Video Transcript
A tennis ball of mass 150 grams is
thrown at an angle of 40 degrees above the horizontal and a speed of 18 meters per
second. What is the momentum of the ball
after it has been in flight for 0.36 seconds?
We can call the ball’s momentum
after it’s been in flight for this amount of time 𝑝 and begin on our solution by
drawing a diagram of this situation. Our sketch represents that we’ve
thrown this ball at an angle, we’ve called 𝜃, of 40 degrees above the horizontal at
an initial speed, we’ve called 𝑣 sub 𝑖, of 18 meters per second. After a time in flight, we’ve
called Δ𝑡, of 0.36 seconds, we want to know the momentum of the ball.

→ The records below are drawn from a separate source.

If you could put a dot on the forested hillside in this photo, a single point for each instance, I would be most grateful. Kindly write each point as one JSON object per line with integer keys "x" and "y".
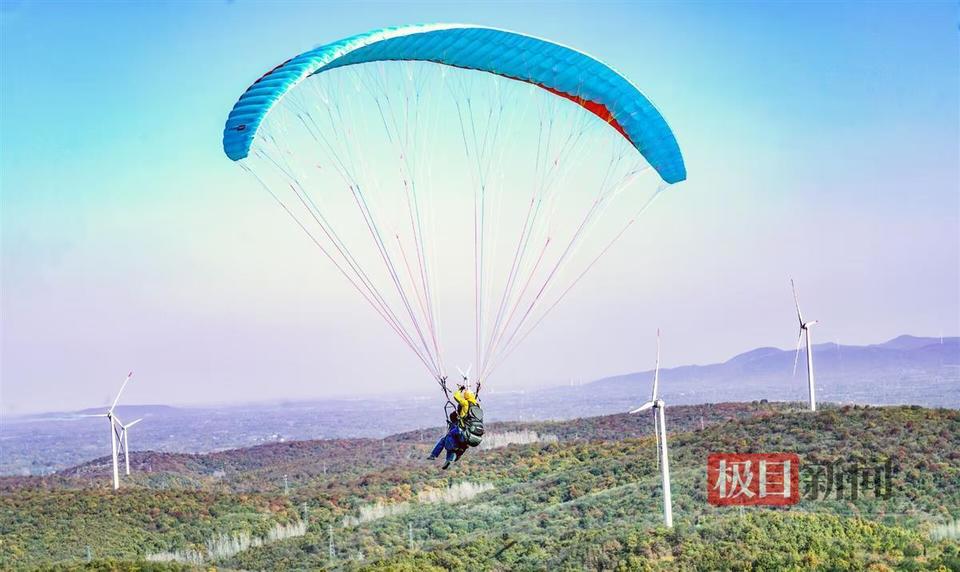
{"x": 571, "y": 495}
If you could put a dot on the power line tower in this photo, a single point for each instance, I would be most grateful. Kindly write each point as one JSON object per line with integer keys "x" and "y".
{"x": 332, "y": 554}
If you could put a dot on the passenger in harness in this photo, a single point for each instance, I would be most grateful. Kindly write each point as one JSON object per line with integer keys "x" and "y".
{"x": 452, "y": 442}
{"x": 464, "y": 429}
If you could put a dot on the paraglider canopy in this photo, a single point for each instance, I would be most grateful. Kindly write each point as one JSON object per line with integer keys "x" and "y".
{"x": 558, "y": 69}
{"x": 426, "y": 156}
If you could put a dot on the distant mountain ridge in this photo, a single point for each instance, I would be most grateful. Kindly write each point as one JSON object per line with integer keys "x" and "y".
{"x": 843, "y": 373}
{"x": 905, "y": 370}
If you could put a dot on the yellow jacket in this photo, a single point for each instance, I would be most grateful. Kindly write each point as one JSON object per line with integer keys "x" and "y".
{"x": 465, "y": 398}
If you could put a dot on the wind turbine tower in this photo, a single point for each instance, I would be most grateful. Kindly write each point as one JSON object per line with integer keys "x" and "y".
{"x": 805, "y": 336}
{"x": 660, "y": 430}
{"x": 119, "y": 442}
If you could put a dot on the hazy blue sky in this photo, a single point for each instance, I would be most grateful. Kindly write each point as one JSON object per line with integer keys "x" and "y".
{"x": 821, "y": 141}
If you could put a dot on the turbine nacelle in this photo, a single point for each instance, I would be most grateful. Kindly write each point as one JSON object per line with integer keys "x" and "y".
{"x": 644, "y": 407}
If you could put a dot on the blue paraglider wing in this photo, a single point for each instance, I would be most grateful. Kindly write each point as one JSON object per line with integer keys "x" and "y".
{"x": 558, "y": 69}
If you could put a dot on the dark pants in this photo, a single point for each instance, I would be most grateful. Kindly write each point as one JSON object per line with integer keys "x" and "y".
{"x": 450, "y": 444}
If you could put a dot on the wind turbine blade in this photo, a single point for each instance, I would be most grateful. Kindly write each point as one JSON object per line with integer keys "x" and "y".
{"x": 796, "y": 301}
{"x": 656, "y": 371}
{"x": 796, "y": 357}
{"x": 643, "y": 407}
{"x": 129, "y": 375}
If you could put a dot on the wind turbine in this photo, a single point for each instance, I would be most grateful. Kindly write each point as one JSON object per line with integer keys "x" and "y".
{"x": 805, "y": 334}
{"x": 119, "y": 442}
{"x": 660, "y": 430}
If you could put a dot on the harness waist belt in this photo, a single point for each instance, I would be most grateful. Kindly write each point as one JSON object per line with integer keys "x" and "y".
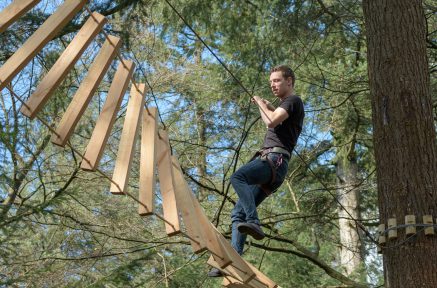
{"x": 278, "y": 150}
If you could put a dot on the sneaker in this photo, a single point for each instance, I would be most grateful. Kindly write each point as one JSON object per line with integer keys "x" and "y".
{"x": 214, "y": 272}
{"x": 252, "y": 229}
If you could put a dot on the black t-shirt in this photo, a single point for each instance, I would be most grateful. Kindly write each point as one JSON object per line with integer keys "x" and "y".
{"x": 285, "y": 135}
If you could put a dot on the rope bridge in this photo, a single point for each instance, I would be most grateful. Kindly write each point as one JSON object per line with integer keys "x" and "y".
{"x": 178, "y": 201}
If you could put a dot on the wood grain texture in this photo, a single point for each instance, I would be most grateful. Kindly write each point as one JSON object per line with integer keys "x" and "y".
{"x": 148, "y": 161}
{"x": 14, "y": 11}
{"x": 63, "y": 65}
{"x": 186, "y": 208}
{"x": 129, "y": 135}
{"x": 165, "y": 173}
{"x": 107, "y": 117}
{"x": 86, "y": 91}
{"x": 38, "y": 40}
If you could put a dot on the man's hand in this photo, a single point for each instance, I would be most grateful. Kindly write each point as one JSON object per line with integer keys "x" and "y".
{"x": 258, "y": 100}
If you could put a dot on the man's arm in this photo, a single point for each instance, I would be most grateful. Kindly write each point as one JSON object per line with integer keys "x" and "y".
{"x": 271, "y": 117}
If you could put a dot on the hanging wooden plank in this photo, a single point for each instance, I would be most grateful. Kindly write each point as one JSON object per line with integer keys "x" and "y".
{"x": 212, "y": 242}
{"x": 126, "y": 147}
{"x": 39, "y": 39}
{"x": 239, "y": 267}
{"x": 63, "y": 65}
{"x": 14, "y": 11}
{"x": 106, "y": 120}
{"x": 234, "y": 275}
{"x": 86, "y": 90}
{"x": 165, "y": 174}
{"x": 231, "y": 282}
{"x": 261, "y": 277}
{"x": 148, "y": 161}
{"x": 186, "y": 208}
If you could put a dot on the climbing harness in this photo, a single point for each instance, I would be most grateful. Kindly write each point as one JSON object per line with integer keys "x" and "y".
{"x": 263, "y": 154}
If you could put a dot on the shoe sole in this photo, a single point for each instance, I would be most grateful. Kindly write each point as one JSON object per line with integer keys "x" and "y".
{"x": 251, "y": 232}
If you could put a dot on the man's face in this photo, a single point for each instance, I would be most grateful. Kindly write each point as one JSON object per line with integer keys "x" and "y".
{"x": 280, "y": 86}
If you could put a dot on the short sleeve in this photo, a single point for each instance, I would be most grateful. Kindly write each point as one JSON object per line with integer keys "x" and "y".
{"x": 287, "y": 105}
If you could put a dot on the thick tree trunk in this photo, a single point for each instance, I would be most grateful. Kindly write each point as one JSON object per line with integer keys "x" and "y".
{"x": 351, "y": 248}
{"x": 404, "y": 135}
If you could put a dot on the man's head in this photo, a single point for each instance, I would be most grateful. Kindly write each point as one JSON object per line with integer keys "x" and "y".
{"x": 282, "y": 81}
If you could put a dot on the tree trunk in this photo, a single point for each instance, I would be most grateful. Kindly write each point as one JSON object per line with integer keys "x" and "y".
{"x": 404, "y": 135}
{"x": 351, "y": 248}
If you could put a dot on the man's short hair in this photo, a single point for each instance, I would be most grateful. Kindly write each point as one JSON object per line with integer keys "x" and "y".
{"x": 286, "y": 72}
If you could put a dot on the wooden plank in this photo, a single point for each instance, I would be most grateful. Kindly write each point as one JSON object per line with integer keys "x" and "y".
{"x": 14, "y": 11}
{"x": 129, "y": 134}
{"x": 148, "y": 161}
{"x": 39, "y": 39}
{"x": 165, "y": 173}
{"x": 107, "y": 117}
{"x": 186, "y": 208}
{"x": 86, "y": 90}
{"x": 261, "y": 277}
{"x": 63, "y": 65}
{"x": 231, "y": 282}
{"x": 210, "y": 236}
{"x": 239, "y": 267}
{"x": 232, "y": 273}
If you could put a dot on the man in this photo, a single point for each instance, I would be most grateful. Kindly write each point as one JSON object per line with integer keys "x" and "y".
{"x": 256, "y": 180}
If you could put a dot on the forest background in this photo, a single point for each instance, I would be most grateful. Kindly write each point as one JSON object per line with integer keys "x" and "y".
{"x": 60, "y": 226}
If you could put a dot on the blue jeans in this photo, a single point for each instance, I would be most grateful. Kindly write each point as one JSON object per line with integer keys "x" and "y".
{"x": 246, "y": 181}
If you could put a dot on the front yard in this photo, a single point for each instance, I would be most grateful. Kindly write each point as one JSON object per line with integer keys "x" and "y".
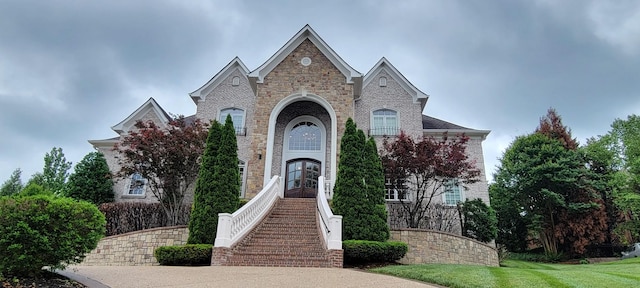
{"x": 623, "y": 273}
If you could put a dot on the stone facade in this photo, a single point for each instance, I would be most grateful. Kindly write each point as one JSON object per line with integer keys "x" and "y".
{"x": 305, "y": 78}
{"x": 443, "y": 248}
{"x": 135, "y": 248}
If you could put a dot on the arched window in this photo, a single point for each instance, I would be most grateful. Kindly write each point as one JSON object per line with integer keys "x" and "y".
{"x": 385, "y": 122}
{"x": 305, "y": 136}
{"x": 237, "y": 116}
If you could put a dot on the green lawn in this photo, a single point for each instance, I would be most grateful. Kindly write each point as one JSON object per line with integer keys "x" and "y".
{"x": 624, "y": 273}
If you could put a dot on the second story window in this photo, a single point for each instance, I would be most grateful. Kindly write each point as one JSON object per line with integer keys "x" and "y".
{"x": 452, "y": 192}
{"x": 385, "y": 122}
{"x": 237, "y": 116}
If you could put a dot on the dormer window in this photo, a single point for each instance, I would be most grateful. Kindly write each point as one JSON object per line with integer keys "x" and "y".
{"x": 385, "y": 122}
{"x": 383, "y": 81}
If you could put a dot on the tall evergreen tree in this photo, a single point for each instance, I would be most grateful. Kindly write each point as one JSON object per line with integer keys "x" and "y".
{"x": 202, "y": 223}
{"x": 56, "y": 171}
{"x": 13, "y": 185}
{"x": 91, "y": 180}
{"x": 226, "y": 175}
{"x": 361, "y": 219}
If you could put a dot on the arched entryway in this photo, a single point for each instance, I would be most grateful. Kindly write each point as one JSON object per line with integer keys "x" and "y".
{"x": 302, "y": 178}
{"x": 306, "y": 111}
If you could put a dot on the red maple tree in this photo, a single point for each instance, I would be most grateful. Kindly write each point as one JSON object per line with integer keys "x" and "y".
{"x": 420, "y": 169}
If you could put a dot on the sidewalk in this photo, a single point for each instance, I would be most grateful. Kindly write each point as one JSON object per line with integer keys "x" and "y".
{"x": 229, "y": 277}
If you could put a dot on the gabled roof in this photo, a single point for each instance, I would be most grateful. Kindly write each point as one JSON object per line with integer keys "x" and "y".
{"x": 202, "y": 92}
{"x": 436, "y": 126}
{"x": 385, "y": 65}
{"x": 150, "y": 106}
{"x": 305, "y": 33}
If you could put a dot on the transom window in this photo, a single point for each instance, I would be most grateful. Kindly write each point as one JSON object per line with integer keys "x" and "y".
{"x": 305, "y": 136}
{"x": 136, "y": 186}
{"x": 452, "y": 192}
{"x": 237, "y": 116}
{"x": 385, "y": 122}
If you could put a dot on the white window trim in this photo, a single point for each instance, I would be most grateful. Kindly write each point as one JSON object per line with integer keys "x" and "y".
{"x": 242, "y": 127}
{"x": 382, "y": 81}
{"x": 444, "y": 193}
{"x": 407, "y": 197}
{"x": 372, "y": 126}
{"x": 319, "y": 155}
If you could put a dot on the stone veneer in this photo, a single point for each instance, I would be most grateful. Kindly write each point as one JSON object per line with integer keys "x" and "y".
{"x": 443, "y": 248}
{"x": 135, "y": 248}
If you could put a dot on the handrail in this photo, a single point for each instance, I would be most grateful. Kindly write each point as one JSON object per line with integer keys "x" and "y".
{"x": 233, "y": 227}
{"x": 331, "y": 233}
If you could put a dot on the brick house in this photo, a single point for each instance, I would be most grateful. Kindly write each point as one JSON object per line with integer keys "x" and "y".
{"x": 290, "y": 113}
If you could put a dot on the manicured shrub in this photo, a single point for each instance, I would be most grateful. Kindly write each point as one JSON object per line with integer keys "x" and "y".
{"x": 41, "y": 230}
{"x": 187, "y": 255}
{"x": 361, "y": 251}
{"x": 123, "y": 217}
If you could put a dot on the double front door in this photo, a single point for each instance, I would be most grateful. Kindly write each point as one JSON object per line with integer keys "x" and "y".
{"x": 302, "y": 178}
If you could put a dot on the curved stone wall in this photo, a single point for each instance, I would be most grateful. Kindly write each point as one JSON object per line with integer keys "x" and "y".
{"x": 427, "y": 246}
{"x": 135, "y": 248}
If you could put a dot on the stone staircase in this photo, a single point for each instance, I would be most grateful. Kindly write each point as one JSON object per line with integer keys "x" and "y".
{"x": 287, "y": 237}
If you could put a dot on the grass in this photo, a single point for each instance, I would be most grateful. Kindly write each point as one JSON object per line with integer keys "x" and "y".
{"x": 514, "y": 273}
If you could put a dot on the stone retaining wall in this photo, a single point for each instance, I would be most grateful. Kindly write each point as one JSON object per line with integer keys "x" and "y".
{"x": 426, "y": 246}
{"x": 135, "y": 248}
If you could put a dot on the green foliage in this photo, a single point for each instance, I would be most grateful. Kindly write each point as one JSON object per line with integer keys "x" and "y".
{"x": 124, "y": 217}
{"x": 478, "y": 220}
{"x": 13, "y": 185}
{"x": 226, "y": 196}
{"x": 546, "y": 182}
{"x": 512, "y": 227}
{"x": 187, "y": 255}
{"x": 359, "y": 188}
{"x": 362, "y": 251}
{"x": 204, "y": 219}
{"x": 33, "y": 190}
{"x": 91, "y": 180}
{"x": 55, "y": 171}
{"x": 42, "y": 230}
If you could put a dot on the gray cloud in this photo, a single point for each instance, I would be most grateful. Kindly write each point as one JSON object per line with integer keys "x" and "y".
{"x": 69, "y": 70}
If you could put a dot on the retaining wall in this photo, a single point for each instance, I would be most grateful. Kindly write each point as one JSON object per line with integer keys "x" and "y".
{"x": 135, "y": 248}
{"x": 427, "y": 246}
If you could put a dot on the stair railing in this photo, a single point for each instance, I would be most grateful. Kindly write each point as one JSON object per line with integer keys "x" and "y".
{"x": 332, "y": 228}
{"x": 233, "y": 227}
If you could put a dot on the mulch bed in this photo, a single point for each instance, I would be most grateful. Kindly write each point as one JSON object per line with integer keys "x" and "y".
{"x": 45, "y": 279}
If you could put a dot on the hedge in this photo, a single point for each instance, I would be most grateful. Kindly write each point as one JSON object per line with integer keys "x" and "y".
{"x": 362, "y": 251}
{"x": 186, "y": 255}
{"x": 123, "y": 217}
{"x": 41, "y": 230}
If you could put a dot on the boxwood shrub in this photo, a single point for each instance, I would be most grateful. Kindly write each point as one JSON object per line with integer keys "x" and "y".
{"x": 43, "y": 230}
{"x": 184, "y": 255}
{"x": 361, "y": 251}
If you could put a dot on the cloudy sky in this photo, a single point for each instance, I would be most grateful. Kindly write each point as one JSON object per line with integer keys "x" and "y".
{"x": 69, "y": 70}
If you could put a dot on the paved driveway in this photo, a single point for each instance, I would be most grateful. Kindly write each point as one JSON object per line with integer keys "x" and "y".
{"x": 228, "y": 277}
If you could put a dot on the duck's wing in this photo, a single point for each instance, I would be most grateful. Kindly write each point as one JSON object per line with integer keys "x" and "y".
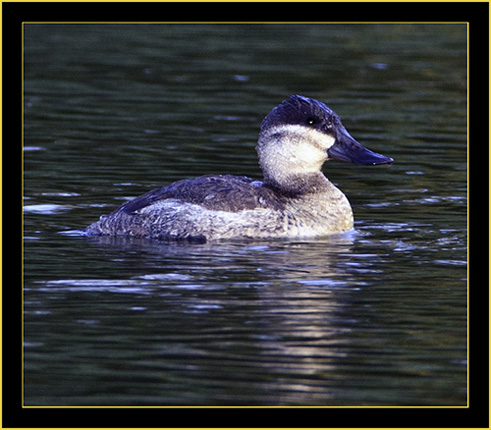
{"x": 215, "y": 192}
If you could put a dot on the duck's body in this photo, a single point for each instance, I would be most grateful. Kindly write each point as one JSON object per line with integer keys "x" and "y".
{"x": 294, "y": 200}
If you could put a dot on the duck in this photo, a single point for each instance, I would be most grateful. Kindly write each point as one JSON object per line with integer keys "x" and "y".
{"x": 293, "y": 200}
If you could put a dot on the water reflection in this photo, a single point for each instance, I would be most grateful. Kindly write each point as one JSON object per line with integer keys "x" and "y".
{"x": 375, "y": 318}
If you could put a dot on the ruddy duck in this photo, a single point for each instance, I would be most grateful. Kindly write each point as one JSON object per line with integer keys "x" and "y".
{"x": 293, "y": 200}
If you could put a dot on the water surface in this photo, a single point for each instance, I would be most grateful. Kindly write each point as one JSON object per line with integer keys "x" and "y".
{"x": 377, "y": 316}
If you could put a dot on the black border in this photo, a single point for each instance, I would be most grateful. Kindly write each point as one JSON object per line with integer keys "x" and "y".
{"x": 476, "y": 415}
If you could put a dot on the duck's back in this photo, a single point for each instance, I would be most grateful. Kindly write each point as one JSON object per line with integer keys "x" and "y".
{"x": 206, "y": 207}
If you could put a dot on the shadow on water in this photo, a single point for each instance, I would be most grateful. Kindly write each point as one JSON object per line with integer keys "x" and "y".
{"x": 375, "y": 317}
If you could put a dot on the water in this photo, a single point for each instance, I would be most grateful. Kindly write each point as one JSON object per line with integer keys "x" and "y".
{"x": 377, "y": 316}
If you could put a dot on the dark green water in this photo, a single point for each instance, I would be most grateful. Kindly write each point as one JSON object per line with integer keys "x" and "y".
{"x": 376, "y": 317}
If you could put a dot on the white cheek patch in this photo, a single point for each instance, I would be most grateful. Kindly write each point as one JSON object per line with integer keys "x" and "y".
{"x": 314, "y": 137}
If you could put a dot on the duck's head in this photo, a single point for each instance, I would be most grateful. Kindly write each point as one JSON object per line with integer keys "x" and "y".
{"x": 299, "y": 135}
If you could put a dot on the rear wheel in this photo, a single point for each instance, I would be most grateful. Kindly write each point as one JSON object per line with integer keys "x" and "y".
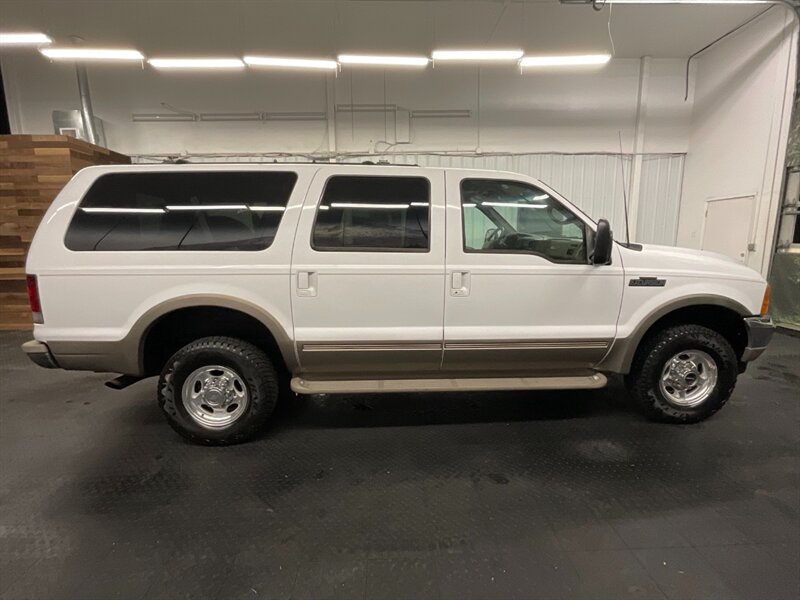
{"x": 683, "y": 374}
{"x": 218, "y": 390}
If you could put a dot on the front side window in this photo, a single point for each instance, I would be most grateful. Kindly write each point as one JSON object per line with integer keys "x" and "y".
{"x": 373, "y": 213}
{"x": 514, "y": 217}
{"x": 232, "y": 210}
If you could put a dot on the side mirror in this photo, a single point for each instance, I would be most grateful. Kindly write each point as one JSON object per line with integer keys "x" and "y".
{"x": 601, "y": 251}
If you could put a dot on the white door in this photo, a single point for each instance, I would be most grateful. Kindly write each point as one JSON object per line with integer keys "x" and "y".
{"x": 522, "y": 298}
{"x": 367, "y": 272}
{"x": 728, "y": 226}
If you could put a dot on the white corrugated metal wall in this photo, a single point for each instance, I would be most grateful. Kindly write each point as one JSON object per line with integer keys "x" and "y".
{"x": 594, "y": 182}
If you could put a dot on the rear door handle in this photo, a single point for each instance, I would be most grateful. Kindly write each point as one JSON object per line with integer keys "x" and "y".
{"x": 459, "y": 283}
{"x": 306, "y": 283}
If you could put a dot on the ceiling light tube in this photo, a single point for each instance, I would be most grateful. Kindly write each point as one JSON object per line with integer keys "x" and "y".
{"x": 291, "y": 63}
{"x": 564, "y": 61}
{"x": 91, "y": 54}
{"x": 162, "y": 117}
{"x": 24, "y": 39}
{"x": 368, "y": 206}
{"x": 136, "y": 211}
{"x": 387, "y": 61}
{"x": 230, "y": 116}
{"x": 196, "y": 63}
{"x": 477, "y": 55}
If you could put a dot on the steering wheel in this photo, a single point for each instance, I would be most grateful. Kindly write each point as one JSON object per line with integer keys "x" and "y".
{"x": 492, "y": 237}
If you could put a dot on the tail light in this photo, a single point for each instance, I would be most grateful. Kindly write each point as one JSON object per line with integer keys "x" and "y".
{"x": 765, "y": 301}
{"x": 33, "y": 298}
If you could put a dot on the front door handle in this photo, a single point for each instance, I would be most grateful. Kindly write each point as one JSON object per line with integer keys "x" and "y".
{"x": 306, "y": 283}
{"x": 459, "y": 283}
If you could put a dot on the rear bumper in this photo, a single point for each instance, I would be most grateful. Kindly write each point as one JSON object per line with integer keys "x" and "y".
{"x": 39, "y": 353}
{"x": 759, "y": 333}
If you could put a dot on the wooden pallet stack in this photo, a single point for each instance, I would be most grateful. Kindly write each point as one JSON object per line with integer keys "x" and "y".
{"x": 33, "y": 169}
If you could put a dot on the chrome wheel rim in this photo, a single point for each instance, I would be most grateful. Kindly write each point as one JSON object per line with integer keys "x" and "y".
{"x": 215, "y": 396}
{"x": 688, "y": 378}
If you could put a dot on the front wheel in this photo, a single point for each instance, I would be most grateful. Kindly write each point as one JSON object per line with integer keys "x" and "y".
{"x": 218, "y": 390}
{"x": 683, "y": 374}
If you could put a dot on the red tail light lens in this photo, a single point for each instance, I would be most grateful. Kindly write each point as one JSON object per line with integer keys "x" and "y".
{"x": 33, "y": 298}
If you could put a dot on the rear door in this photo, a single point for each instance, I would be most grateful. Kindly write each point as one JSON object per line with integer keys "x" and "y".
{"x": 368, "y": 272}
{"x": 522, "y": 298}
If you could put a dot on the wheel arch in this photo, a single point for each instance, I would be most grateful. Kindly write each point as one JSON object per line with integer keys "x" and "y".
{"x": 202, "y": 316}
{"x": 718, "y": 313}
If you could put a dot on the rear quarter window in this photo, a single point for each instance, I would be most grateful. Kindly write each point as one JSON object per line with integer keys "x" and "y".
{"x": 237, "y": 210}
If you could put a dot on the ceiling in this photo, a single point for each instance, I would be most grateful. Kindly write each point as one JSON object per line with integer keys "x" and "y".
{"x": 326, "y": 28}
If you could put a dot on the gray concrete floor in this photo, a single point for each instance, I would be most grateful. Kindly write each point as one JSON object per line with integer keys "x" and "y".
{"x": 504, "y": 495}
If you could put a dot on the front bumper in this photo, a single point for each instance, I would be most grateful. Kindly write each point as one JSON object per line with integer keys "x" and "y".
{"x": 39, "y": 353}
{"x": 759, "y": 332}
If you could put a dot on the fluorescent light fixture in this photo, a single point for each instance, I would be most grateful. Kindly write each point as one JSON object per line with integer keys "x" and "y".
{"x": 291, "y": 63}
{"x": 477, "y": 55}
{"x": 91, "y": 54}
{"x": 196, "y": 63}
{"x": 162, "y": 117}
{"x": 207, "y": 207}
{"x": 564, "y": 61}
{"x": 370, "y": 206}
{"x": 388, "y": 61}
{"x": 513, "y": 205}
{"x": 133, "y": 211}
{"x": 24, "y": 39}
{"x": 230, "y": 116}
{"x": 294, "y": 116}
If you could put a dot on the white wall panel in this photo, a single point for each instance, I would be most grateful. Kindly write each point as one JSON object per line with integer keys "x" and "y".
{"x": 659, "y": 199}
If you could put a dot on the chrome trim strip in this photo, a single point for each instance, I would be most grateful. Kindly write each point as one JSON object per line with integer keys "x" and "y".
{"x": 432, "y": 346}
{"x": 302, "y": 385}
{"x": 581, "y": 345}
{"x": 376, "y": 347}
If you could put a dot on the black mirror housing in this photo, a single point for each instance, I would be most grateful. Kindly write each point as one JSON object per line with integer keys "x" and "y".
{"x": 603, "y": 243}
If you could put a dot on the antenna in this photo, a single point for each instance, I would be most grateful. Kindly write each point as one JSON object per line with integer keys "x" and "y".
{"x": 624, "y": 192}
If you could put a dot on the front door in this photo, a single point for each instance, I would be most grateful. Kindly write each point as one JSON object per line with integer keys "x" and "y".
{"x": 367, "y": 273}
{"x": 522, "y": 298}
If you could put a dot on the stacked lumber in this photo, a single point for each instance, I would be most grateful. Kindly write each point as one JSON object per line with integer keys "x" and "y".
{"x": 33, "y": 169}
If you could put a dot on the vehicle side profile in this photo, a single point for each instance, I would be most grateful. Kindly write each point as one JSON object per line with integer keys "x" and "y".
{"x": 226, "y": 281}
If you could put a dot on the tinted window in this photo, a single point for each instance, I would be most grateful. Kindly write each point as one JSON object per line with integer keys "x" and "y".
{"x": 512, "y": 217}
{"x": 181, "y": 211}
{"x": 373, "y": 213}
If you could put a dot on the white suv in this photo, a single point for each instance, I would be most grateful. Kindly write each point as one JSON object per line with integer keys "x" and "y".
{"x": 225, "y": 280}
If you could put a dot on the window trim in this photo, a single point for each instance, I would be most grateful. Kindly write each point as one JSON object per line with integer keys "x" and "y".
{"x": 467, "y": 250}
{"x": 94, "y": 182}
{"x": 363, "y": 249}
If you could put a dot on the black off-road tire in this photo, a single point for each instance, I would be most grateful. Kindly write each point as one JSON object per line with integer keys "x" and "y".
{"x": 652, "y": 356}
{"x": 252, "y": 364}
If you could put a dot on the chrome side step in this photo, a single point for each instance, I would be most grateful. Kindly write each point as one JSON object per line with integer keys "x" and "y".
{"x": 376, "y": 386}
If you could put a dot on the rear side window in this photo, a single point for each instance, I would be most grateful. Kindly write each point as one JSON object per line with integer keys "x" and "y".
{"x": 373, "y": 213}
{"x": 181, "y": 211}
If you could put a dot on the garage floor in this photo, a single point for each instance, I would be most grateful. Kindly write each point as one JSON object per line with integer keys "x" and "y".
{"x": 504, "y": 495}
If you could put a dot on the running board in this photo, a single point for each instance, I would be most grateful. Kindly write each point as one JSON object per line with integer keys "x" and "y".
{"x": 377, "y": 386}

If we let upward motion be motion
in the positive 𝑦-direction and motion to the right be in the positive 𝑥 and if we
recall that momentum 𝑝 is equal to an object’s mass times its velocity, then we can
write that momentum 𝑝 is equal to our ball’s mass 𝑚 multiplied by the square root
of 𝑣 sub 𝑥 squared plus 𝑣 sub 𝑦 squared. Here, 𝑣 sub 𝑥 is the ball’s speed
in the 𝑥-direction at a time value of 0.36 seconds. And likewise, 𝑣 sub 𝑦 is the
ball’s vertical speed at that same time.
Since we’ve been told the ball’s
mass 𝑚, that means if we can solve for 𝑣 sub 𝑥 and 𝑣 sub 𝑦, we’ll be able to
solve for momentum 𝑝. Starting with 𝑣 sub 𝑥, when we
look at our diagram, we see that we can represent the speed of the ball in the
𝑥-direction in terms of 𝑣 sub 𝑖 and 𝜃. 𝑣 sub 𝑥 which, recall, is the
ball’s 𝑥-velocity component at time 𝑡 equals 0.36 seconds is equal to the ball’s
initial launch speed 𝑣 sub 𝑖 times the cosine of the angle 𝜃.
Plugging in for these values, when
we calculate 𝑣 sub 𝑥, we find it’s approximately 13.79 meters per second. This is the ball’s speed in the
𝑥-direction and is constant throughout the ball’s flight. Now that we know 𝑣 sub 𝑥, we move
on to solving for 𝑣 sub 𝑦, the ball’s vertical speed component at time 𝑡 equal
0.36 seconds.
Unlike the ball’s 𝑥-component
speed, its 𝑦-component speed is not constant in time, but constantly changes under
the influence of gravity. As a projectile, the ball’s motion
can be described by the kinematic equations. In particular, we recall the
relationship final speed is equal to initial speed plus acceleration times time. When we write this equation in
terms of our variables, we can write that 𝑣 sub 𝑦 is equal to the initial speed of
the ball in the 𝑦-direction minus the acceleration due to gravity 𝑔 times Δ𝑡.
We’ll treat gravitational
acceleration 𝑔 as exactly 9.8 meters per second squared. Looking again at our diagram, we
see that we can write the expression for 𝑣 sub 𝑦𝑖, the initial speed of the ball
in the vertical direction, as the product of 𝑣 sub 𝑖, the ball’s initial speed,
times the sin of the angle 𝜃. Since we’re given 𝑣 sub 𝑖, 𝜃,
and Δ𝑡, and 𝑔 is a constant, we’re ready to plug in and solve for 𝑣 sub 𝑦.
When we do and enter this
expression on our calculator, we find that the 𝑣 sub 𝑦 is approximately 8.042
meters per second. Now that we know 𝑣 sub 𝑥 and 𝑣
sub 𝑦, we’re ready to plug in and solve for momentum 𝑝. When we do plug in, we’re careful
to convert our mass into units of kilograms. And we find that 𝑝 is equal to 2.4
kilograms meters per second. That’s the overall momentum of this
ball 0.36 seconds after its been launched.